Si la présence chinoise en Afrique se déploie à travers nombre d’infrastructures terrestres, de façon plus discrète, Pékin est tout aussi présent dans les fonds marins. Le continent est ainsi très dépendant des câbles sous-marins posés ou financés par la Chine. Une situation qui fragilise l’influence des États-Unis dans la zone.
Et si le prochain champ de bataille entre la Chine et les États-Unis se trouvait sous les mers et les océans, dans les fonds sillonnés par les câbles sous-marins ?
C’est l’hypothèse que fait Foreign Policy dans un article qui plaide pour une aide américaine au développement des infrastructures technologiques africaines. Le site d’analyse géopolitique s’appuie sur un constat simple : le continent africain connaît la croissance la plus rapide de la planète en matière de bande passante (le volume de données pouvant être transporté d’un point à un autre dans un laps de temps). L’installation de câbles sous-marins a donné un avantage certain à la Chine, “tout en créant une vulnérabilité sécuritaire en raison du risque d’ingérence russe”.
Fort de ce constat, le Foreign Policy détaille l’utilité de ces câbles, qui permettent un meilleur accès à Internet sur le continent, améliorant la connexion entre les habitants tout en créant un réseau d’infrastructures numériques. Une course à la connectivité et à la numérisation qui a son importance dans le jeu et le redéploiement des puissances internationales. En effet, la dépendance de l’Afrique à l’égard de ces systèmes de câbles sous-marins montre « l’emprise hégémonique de Pékin sur le continent », par le truchement notamment des contrats de prêts chinois et la construction d’infrastructures.
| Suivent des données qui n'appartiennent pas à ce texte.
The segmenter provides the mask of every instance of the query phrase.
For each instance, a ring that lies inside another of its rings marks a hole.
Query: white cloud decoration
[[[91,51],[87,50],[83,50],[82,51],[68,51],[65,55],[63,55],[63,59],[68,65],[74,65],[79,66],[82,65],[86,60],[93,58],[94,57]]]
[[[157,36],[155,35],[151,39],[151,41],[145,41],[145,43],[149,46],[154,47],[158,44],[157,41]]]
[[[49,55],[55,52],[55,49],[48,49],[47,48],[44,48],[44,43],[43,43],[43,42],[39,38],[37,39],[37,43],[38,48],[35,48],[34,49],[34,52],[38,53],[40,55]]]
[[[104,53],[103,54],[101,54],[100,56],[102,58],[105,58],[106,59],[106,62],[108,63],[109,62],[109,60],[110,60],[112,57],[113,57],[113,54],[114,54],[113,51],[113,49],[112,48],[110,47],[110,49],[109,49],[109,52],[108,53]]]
Cette mainmise chinoise fournit à Moscou une porte d’entrée pour mener des opérations d’espionnage ou de cyberattaques qui peuvent avoir pour cible les États-Unis et leurs alliés. Par conséquent, l’Occident aurait tort de « négliger les implications de la prolifération des câbles sous-marinsafricains » et leur importance dans les stratégies géopolitiques modernes entre puissances mondiales. La « techno-diplomatie » chinoise Le magazine décrit le déploiement d’une nouvelle forme de diplomatie chinoise en direction du continent, et qu’il nomme « techno-diplomatie ». Cette dernière, qui « va bien au-delà de la construction standard de ponts, de routes et de ports », porte surtout sur « la promotion de l’IA, la connectivité Internet et des possibilités de cloud computing [pratique consistant à utiliser des serveurs informatiques à distance et hébergés sur Internet pour stocker, gérer et traiter des données, plutôt qu’un serveur local ou un ordinateur personnel] ».
Pendant des années, la Chine a fabriqué et partagé avec les pays africains des technologies de l’information et de la communication (TIC), notamment des centres de données, des semi-conducteurs et d’autres technologies clés, en particulier celles permettant la surveillance. Autrement dit, Pékin a été le principal bailleur de fonds de la révolution numérique en Afrique. Et dans cette situation déjà désavantageuse pour les États-Unis, la Russie a toutes les capacités pour utiliser ces câbles à des fins d’espionnage. Or, alors que ces trois superpuissances ont les yeux et les intérêts tournés vers le continent, « les États-Unis s’inquiètent de plus en plus de la perte de relations précieuses avec le continent africain », déplore Foreign Policy. Pour remédier à cette situation déséquilibrée, la revue d’analyses internationales plaide dès lors pour que les gouvernements occidentaux investissent davantage dans la construction de câbles sous-marins africains et ce qu’il nomme l' »autodétermination technologique » du continent.